Bead homogenization was performed using a Bullet Blender (Next Advance, Troy, NY). Frozen muscle samples (~50 mg; n = 6) were quickly weighed and then placed into ice-cold microcentrifuge tubes preloaded with zirconium oxide beads, and 500 µl of ice-cold methanol were added. Samples were then agitated for 3 min on a speed setting of 12, cooled on ice for 1 min, and this cycle repeated a total of 10 times. After centrifugation at 10,000 g for 10 min at 4°C, the supernatant was collected and used for NO2 and NO3 measurement as described above.

Pulverization at liquid N2 temperature.

Frozen muscle samples (5–10 mg; n = 6) were powdered at liquid N2 temperature in a stainless steel tissue pulverizer (Bessman Tissue Pulverizer, Thermo Fischer Scientific) using several hammer blows to the pestle. The frozen muscle powder was then transferred using a liquid N2-cooled spatula to a preweighed microcentrifuge tube containing 50 µl of ice-cold methanol. After vortexing, samples were placed on ice for 30 min, quickly reweighed to determine the amount of tissue added, then centrifuged and processed as described above.

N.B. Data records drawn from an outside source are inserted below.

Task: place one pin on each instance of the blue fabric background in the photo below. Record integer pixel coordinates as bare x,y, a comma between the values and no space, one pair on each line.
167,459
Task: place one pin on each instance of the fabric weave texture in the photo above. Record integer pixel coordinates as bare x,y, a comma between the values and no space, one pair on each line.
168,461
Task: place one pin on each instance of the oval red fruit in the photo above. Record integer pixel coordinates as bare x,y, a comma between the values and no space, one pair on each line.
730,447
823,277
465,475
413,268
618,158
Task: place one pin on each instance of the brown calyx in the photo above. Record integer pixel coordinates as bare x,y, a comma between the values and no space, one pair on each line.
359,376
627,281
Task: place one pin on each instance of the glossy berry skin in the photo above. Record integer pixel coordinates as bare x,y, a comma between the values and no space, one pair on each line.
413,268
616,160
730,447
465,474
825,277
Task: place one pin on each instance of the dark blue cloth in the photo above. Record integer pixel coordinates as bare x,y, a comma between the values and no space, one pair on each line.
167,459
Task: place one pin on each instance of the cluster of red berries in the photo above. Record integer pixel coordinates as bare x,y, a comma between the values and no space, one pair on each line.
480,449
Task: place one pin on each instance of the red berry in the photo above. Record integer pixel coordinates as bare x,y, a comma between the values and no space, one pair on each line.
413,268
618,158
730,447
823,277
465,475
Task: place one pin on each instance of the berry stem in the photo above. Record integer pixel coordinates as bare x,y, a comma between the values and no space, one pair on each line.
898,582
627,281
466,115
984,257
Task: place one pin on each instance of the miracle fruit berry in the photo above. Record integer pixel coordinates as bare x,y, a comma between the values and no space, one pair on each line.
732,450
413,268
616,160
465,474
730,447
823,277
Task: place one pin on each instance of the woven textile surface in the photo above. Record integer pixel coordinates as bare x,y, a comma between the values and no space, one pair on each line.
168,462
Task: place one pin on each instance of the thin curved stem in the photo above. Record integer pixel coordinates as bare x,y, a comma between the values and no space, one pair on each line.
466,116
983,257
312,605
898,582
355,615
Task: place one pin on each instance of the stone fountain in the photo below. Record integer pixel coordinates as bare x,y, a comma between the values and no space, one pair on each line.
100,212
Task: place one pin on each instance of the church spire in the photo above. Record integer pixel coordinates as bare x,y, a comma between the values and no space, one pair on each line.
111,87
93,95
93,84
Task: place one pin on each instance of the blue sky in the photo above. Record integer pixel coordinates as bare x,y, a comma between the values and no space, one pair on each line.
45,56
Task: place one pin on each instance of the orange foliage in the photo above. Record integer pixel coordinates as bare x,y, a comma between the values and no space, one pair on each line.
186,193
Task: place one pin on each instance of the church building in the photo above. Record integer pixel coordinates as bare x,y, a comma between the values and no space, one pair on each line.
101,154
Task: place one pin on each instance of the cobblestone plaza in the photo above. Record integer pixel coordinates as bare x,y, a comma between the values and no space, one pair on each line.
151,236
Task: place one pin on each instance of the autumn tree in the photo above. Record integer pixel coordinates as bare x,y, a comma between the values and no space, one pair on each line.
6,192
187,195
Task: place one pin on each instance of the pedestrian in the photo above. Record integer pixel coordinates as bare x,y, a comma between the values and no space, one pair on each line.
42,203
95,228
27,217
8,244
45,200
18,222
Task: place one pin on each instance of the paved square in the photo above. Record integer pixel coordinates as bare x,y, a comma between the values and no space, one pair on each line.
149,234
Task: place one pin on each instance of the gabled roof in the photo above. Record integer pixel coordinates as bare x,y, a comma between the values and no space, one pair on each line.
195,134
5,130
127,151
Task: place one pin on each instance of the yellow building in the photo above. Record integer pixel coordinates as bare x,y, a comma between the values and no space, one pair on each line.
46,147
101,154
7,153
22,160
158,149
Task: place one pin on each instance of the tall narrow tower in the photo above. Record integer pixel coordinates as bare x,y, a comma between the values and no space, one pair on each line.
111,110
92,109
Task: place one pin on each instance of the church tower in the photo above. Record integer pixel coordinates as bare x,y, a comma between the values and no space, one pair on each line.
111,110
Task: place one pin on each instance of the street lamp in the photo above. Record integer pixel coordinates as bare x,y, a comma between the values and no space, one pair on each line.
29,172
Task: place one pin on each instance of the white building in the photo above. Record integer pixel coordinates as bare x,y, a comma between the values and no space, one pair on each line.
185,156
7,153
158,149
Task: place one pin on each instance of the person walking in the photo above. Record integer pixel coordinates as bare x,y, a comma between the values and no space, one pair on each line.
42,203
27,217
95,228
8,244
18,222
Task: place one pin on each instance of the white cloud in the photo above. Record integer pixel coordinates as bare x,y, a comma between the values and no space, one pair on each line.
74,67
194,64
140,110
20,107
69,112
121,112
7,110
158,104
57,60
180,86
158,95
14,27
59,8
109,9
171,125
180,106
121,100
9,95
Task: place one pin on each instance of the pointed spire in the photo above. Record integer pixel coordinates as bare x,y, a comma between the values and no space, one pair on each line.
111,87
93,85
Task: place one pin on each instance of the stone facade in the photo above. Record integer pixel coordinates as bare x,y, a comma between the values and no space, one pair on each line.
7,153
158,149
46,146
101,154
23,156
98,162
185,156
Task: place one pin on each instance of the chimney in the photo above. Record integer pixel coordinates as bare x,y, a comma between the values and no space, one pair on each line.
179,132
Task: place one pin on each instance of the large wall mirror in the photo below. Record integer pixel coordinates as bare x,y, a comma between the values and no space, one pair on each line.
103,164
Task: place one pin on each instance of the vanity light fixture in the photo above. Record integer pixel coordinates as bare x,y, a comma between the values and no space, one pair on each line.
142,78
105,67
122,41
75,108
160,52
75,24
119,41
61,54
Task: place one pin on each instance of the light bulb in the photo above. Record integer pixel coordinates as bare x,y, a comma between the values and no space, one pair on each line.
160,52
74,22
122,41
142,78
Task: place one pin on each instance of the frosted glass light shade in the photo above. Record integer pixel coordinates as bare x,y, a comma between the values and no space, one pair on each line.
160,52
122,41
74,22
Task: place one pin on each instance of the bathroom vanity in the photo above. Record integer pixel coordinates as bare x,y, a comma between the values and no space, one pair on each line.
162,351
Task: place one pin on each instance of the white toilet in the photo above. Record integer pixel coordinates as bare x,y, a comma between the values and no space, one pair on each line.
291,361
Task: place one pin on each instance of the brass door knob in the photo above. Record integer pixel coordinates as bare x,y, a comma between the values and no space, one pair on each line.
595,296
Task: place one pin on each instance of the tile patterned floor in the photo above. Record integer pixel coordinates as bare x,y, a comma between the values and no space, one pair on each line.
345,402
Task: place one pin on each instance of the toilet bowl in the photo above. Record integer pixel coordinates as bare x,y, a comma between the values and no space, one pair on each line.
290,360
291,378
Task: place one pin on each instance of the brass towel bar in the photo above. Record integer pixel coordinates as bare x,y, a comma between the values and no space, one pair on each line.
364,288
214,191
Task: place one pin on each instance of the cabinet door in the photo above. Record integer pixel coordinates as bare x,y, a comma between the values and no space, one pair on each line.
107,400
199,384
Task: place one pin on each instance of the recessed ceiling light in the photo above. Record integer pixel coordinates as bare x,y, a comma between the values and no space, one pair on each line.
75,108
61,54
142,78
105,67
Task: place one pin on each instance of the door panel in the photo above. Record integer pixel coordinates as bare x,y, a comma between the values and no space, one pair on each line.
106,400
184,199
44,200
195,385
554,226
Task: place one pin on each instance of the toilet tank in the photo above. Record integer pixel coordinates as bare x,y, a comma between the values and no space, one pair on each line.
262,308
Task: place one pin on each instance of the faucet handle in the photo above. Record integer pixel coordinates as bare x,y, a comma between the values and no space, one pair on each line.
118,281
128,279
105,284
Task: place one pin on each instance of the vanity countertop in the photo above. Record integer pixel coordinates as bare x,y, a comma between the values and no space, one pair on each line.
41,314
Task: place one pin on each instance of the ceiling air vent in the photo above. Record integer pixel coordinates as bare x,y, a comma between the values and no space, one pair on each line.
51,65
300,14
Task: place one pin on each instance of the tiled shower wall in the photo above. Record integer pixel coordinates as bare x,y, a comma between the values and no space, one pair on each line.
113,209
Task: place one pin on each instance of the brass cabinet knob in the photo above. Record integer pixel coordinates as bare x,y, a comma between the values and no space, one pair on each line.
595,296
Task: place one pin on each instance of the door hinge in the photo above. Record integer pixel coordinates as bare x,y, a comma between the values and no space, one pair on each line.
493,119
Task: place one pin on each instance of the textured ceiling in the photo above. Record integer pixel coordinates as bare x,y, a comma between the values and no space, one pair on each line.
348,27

Pulverization plus Triton X-100.

Frozen muscle samples (n = 14) were processed as described immediately above, except that 0.5% Triton X-100 was added to the methanol to help disrupt cell membranes (4).

Recovery Experiment

Recovery of NO3 and NO2 was determined by powdering ~100 mg of muscle and then extracting 5–10 mg aliquots, as described above, after adding 1,250/12.5, 2,500/25, or 3,750/37.5 pmol of NO3/NO2 (n = 3 each) to yield final concentrations ~2×, ~3×, and ~4× normal. Percent recovery was calculated after accounting for the contribution of endogenous NO3 and NO2 based on analysis of unspiked aliquots (n = 3) of the same muscle powder.

Effect of Storage

Samples (n = 6) were processed using pulverization plus Triton X-100 as described above, and the NO3 and NO2 content was measured immediately after extraction and again after 15 or 35 days of storage at −80°C. These data were compared with those from samples (n = 8) handled identically but with the inclusion of 0.1 mmol/l of oxypurinol in the methanol/Triton X-100 extraction medium to block residual XOR activity (14, 23).

Data Analysis

Analysis of chromatograms was performed using the manufacturer’s EPC-700 Envision software. The LOD and limit of quantification (LOQ) were calculated as 3 and 10 times, respectively, the standard error of the estimate of the linear regression of the calibration curve (34). Statistical analyses were performed using GraphPad Prism version 7.02 (GraphPad Software, La Jolla, CA). The effects of the extraction method on NO3 content, NO2/NO3 ratio, and between-sample reproducibility [i.e., average coefficient of variation (CV) for NO3 and NO2 content] were determined using one-way ANOVA. The effects of oxypurinol were assessed using two-way (i.e., treatment × time) ANOVA, with time as a repeated measure. Post hoc testing was performed using Fisher’s least-significant difference test. The within-day CV was calculated from triplicate injections of the samples used in the recovery experiment. The between-day CV was calculated from the data for the oxypurinol-treated samples in the long-term storage experiment. Data are presented as mean ± SE.

RESULTS

HPLC operating characteristics.

The precise response factor (i.e., slope of the calibration curve) varied somewhat (i.e., ~10%) from day to day, depending in part upon the freshness of the Griess reagent and, for NO3, the age of the reduction column. However, repeated calibrations (n = 5) demonstrated high linearity (i.e., average r = 0.9995 ± 0.0001 and 0.9996 ± 0.0001 for NO2 and NO3 standard curves, respectively) and excellent sensitivity (i.e., LOD and LOQ = 0.022 ± 0.001 and 0.073 ± 0.003 pmol for NO2 and 0.22 ± 0.01 and 0.74 ± 0.04 pmol for NO3). Representative standard curves for NO2 and NO3 are shown in Fig. 1.

Fig. 1.

Fig. 1.

Representative nitrite (NO2) and nitrate (NO3) standard curves.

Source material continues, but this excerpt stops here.